Mayoritas responden memperkirakan dampak perang terhadap PDB di AS, kawasan
Eropa, maupun China akan relatif terbatas, meskipun sangat bergantung pada
durasi konflik.
·
Harga gas
alam Eropa melonjak lebih dari 20%
di tengah ketidakpastian mengenai durasi penghentian ekspor dari fasilitas LNG
terbesar di dunia di Qatar, serta dampaknya terhadap pasokan energi global.
Negara-negara Asia berupaya mengamankan pasokan alternatif setelah fasilitas
milik QatarEnergy ditutup akibat serangan drone Iran.
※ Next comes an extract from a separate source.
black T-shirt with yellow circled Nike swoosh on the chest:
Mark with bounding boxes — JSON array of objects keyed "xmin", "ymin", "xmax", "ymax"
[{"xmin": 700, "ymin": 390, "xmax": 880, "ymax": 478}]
Sejumlah pembeli
juga meminta pengiriman LNG dipercepat untuk memenuhi kebutuhan jangka pendek,
dengan harapan situasi segera mereda.
·
Harga obligasi
domestik pemerintah seri benchmark bergerak melemah dengan kisaran kenaikan yield sebesar 3-7bps. Yield
SUN 10 tahun ditutup naik 7 bps ke level 6,52%. Volume transaksi SBN secara outright
tercatat sebesar Rp27,5 triliun, naik dari Rp15,1 triliun pada hari sebelumnya.
·
IHSG
ditutup melemah sebesar 0,96% ke level 7.939,77 atau berada di bawah level psikologis 8.000 dan di bawah
rata-rata pergerakan 200 hari (MA200), menandakan potensi pelemahan lebih
lanjut akibat sentimen geopolitik. Tiga sektor dengan pelemahan terbesar adalah
barang baku (-3,85%), barang konsumen non-primer (-1,05%), dan infrastruktur
(-0,86%).
·
Rupiah ditutup
menguat tipis 0,02% ke level 16.857, dari
penutupan sebelumnya 16.861. Saat ini, Rupiah tengah menghadapi tekanan outflow
yang berpotensi membawa nilai tukar mendekati/di atas 17.000, terutama jika
perang di wilayah Timur Tengah terus memuncak.